白沐雪捏着鼻子,往火堆挨近了些。水青瞥了她一眼,往火里添了些干树枝。
闲来无事,二人一问一答勉强也把事情始末说了个遍,水青面色难看,看起来是知道了些内情。
“轮到你了,你也该说说你的遭遇了。”白沐雪抱膝身形一摇一晃,双眼泛光,等着听故事。
水青瞧她摇头晃脑,一脸期待的天真样,忍俊不禁,转念想起这一路的遭遇又立刻沉下心来。

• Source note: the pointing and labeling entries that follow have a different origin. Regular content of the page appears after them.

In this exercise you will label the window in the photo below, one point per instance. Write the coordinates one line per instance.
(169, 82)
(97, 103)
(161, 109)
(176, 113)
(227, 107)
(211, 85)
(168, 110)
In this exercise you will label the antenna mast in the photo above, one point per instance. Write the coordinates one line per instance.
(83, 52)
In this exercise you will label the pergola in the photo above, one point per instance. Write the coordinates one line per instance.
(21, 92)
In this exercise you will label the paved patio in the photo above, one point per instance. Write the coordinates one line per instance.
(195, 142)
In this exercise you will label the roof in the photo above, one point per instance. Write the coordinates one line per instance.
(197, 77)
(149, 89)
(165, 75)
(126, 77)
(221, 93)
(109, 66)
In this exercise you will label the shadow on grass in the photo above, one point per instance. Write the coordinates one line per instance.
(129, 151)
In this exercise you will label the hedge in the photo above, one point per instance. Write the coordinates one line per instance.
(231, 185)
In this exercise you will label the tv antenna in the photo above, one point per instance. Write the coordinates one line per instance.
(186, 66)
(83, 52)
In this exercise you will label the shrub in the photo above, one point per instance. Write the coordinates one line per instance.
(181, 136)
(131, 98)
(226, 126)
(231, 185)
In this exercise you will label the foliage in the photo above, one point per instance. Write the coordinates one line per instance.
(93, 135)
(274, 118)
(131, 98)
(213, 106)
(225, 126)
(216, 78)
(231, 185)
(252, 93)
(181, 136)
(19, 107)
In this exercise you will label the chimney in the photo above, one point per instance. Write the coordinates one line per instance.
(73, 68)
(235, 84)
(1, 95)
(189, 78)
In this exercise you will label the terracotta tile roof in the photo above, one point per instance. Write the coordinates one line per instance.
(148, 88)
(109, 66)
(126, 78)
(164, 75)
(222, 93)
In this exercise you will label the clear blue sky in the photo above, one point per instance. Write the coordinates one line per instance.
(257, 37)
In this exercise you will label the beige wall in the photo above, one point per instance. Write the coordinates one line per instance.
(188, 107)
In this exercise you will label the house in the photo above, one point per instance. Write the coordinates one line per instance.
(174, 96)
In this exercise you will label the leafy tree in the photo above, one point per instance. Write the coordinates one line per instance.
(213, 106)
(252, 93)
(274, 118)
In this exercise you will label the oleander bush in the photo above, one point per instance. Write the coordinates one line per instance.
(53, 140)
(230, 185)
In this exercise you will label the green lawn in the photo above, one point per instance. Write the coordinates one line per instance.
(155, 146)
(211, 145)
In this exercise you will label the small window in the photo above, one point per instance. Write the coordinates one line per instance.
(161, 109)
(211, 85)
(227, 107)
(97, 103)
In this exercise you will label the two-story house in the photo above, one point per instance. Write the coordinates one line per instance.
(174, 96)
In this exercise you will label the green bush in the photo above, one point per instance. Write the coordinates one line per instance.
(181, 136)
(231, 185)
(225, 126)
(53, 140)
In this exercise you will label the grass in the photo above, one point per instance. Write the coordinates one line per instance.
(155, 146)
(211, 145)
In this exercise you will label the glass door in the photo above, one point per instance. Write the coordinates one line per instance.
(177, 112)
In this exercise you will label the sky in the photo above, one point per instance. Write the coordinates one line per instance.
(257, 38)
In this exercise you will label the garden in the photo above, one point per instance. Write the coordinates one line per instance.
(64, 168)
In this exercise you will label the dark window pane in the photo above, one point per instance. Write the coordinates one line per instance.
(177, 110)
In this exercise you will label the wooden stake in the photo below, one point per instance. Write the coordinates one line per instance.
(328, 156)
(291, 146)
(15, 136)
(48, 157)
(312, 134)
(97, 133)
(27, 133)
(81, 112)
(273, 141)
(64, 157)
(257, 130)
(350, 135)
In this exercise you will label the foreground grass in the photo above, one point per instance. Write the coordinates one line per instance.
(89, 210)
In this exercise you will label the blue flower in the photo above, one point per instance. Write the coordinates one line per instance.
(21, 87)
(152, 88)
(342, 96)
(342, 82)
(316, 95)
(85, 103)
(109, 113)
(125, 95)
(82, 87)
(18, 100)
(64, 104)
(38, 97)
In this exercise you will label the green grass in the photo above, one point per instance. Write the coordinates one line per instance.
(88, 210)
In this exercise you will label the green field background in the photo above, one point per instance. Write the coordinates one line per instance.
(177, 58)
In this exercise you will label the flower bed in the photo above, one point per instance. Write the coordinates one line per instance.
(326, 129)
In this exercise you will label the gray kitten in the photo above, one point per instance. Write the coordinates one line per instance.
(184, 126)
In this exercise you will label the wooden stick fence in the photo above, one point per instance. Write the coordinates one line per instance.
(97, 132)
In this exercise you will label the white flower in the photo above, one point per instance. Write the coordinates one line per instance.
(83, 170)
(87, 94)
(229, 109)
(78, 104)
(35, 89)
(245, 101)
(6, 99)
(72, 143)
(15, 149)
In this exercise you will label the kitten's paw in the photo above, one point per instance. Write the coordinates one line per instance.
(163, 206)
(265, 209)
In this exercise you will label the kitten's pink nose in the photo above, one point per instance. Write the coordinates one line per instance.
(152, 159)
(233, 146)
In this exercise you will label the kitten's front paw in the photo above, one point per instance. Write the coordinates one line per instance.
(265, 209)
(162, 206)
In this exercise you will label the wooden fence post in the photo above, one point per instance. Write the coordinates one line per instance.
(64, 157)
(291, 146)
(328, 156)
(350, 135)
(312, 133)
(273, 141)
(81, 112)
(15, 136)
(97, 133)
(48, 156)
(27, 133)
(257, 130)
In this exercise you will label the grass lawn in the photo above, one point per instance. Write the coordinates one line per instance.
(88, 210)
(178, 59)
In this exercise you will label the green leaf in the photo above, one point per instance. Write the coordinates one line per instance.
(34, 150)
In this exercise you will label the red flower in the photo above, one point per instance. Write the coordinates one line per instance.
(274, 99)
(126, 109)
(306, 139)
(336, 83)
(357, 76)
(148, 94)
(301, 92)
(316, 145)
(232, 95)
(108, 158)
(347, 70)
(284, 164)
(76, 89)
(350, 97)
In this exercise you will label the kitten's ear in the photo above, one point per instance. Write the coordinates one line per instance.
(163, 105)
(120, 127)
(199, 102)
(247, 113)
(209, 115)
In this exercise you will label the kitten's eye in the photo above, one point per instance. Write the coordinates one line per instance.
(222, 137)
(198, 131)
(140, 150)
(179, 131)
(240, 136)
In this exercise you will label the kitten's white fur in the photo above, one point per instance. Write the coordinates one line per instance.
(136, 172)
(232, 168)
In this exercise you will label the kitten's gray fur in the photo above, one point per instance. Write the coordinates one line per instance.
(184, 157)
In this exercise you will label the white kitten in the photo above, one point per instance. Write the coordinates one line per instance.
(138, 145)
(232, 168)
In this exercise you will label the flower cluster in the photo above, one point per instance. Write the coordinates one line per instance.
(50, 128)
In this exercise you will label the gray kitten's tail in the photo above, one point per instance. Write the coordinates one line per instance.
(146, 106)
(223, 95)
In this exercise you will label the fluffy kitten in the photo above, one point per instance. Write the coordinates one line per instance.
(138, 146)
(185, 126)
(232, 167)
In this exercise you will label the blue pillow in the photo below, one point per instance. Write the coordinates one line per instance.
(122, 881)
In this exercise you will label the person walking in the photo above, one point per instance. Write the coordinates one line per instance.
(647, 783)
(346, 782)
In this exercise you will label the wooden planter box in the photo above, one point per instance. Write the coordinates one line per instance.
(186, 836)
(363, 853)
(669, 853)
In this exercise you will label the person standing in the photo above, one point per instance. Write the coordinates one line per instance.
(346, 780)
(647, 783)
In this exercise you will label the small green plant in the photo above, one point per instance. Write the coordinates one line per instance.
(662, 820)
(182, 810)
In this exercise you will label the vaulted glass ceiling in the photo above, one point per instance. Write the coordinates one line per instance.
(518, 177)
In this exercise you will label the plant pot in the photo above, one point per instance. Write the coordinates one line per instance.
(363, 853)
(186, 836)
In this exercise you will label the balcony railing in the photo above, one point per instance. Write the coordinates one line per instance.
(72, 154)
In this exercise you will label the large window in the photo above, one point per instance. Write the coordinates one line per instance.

三年前,他站在元斋正门前,看那失魂落魄的红衣少年手执长戟,斜掠勾起了满地水花。
一声响雷,刀剑乱舞,无论涌出多少灭妖师他似乎都不放在眼里,狸吾浑身血液翻滚迸发出难以抵御的巨大妖力,仅挥扫两招,已倒下半片人族!
木元投去数十张黄符,却片刻都不能近狸吾方寸之内,他忘了狸吾自身就携着母亲强大的灵力,普通咒术于他而言,白费功夫!
狸吾手中鲜血淋漓,拧着嘴角勾起邪魔歪道般的笑容,令人毛骨悚然……
他们不知道最后的那一把火,是狸吾刻意为之还是无意之举。
最终他们只能无力地看着狸吾背身离去,看他在熊熊烈火之外,拖着破碎的身躯消失在树林中。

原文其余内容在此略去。